Seit circa zehn Jahren wird man sich der Gefahren bewusst, und weltweit sind bereits umfang­reiche Massnahmen ergriffen worden, um eine weitere Schädigung des Lebensraumes und katastrophale Auswirkungen zu vermeiden. Die Massnahmen, die ergriffen werden müssen, benötigen ein Zusammenwirken aller Mit­glieder der internationalen Völkergemeinschaft. Ein schwieriges Ziel, dessen Erreichung kaum vorstellbar ist. Erst kürzlich hat der Weltklimarat zur Einigkeit aufgerufen, um das Ziel einer maximalen Erderwärmung von 1,5 Grad zu erreichen. Der Augenblick sei gekommen, da sofortiges und entschlossenes Handeln gefordert sei und nicht nur die Erklärung guter Absichten. Die Warnungen des Klimarats sind angesichts der bereits eingetretenen negativen Klima­veränderungen unüberhörbar. Umso erstaunlicher sind die politischen Reaktionen, die sich zwar für die geforderten Klimaziele einsetzen wollen, gleichzeitig aber zahlreiche Bedenken gegen sofortige drastische Massnahmen ins Feld führen. Die Freiheit des Handelns wird eingeschränkt durch die Furcht vor schwindendem Wirtschaftswachstum und Arbeitslosigkeit. Die Anforderungen, die die heutige Situation stellt, sind schwer realisierbar ohne bedeutende soziale Umwälzungen. Allerdings ist diese Krisensituation dem Umstand zuzuschreiben, dass man zu lange zugewartet hat, um etwas gegen die Fehlentwicklung der Beziehung des Menschen zur Natur zu unternehmen. Wenn es heute nicht gelingt, die Prioritäten richtig einzuschätzen und der Rettung der Natur und der ökolo­gischen Gleichgewichte einen absoluten Vorrang zu geben, könnte es durchaus sein, dass es morgen zu spät ist und es zu einem Kollaps der Ökosysteme mit einem Untergang des meisten Lebens kommt. Die Menschheit steht heute in ihrer Gesamtheit vor einer der schwierigsten Entscheidungen ihrer Geschichte: Entweder werden weltweit sofort Massnahmen gegen die weitere Zerstörung der natürlichen Umwelt ergriffen und man kann eine chaotische Entwicklung vielleicht noch aufhalten, oder man versucht, den erreichten Wohlstand für einige Jahrzehnte zu erhalten ohne Rücksicht auf die Folgen für die Zukunft.
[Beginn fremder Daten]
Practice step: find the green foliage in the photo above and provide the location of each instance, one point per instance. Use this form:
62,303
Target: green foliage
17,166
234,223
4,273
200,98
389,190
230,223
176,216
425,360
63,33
Parallel zum Kampf gegen den anthropogenen Klimawandel müssen Massnahmen zur Beherrschung von dessen gesundheitlichen Auswirkungen unternommen werden. Der Klimawandel hat ausgedehnte Folgen für die Gesundheit einzelner Menschen und für die gesamte Bevölkerung. Unter dem Einfluss ther­mischer Belastungen oder von Luftschadstoffen hat die Mortalität mehrerer Krankheiten zugenommen. Die Erforschung der gesundheitlichen Auswirkungen des Klimawandels ist relativ weit fortgeschritten im Vergleich mit der Erforschung der möglichen Massnahmen gegen denselben, da solche zum Teil schwer realisierbar und tabuisiert erscheinen.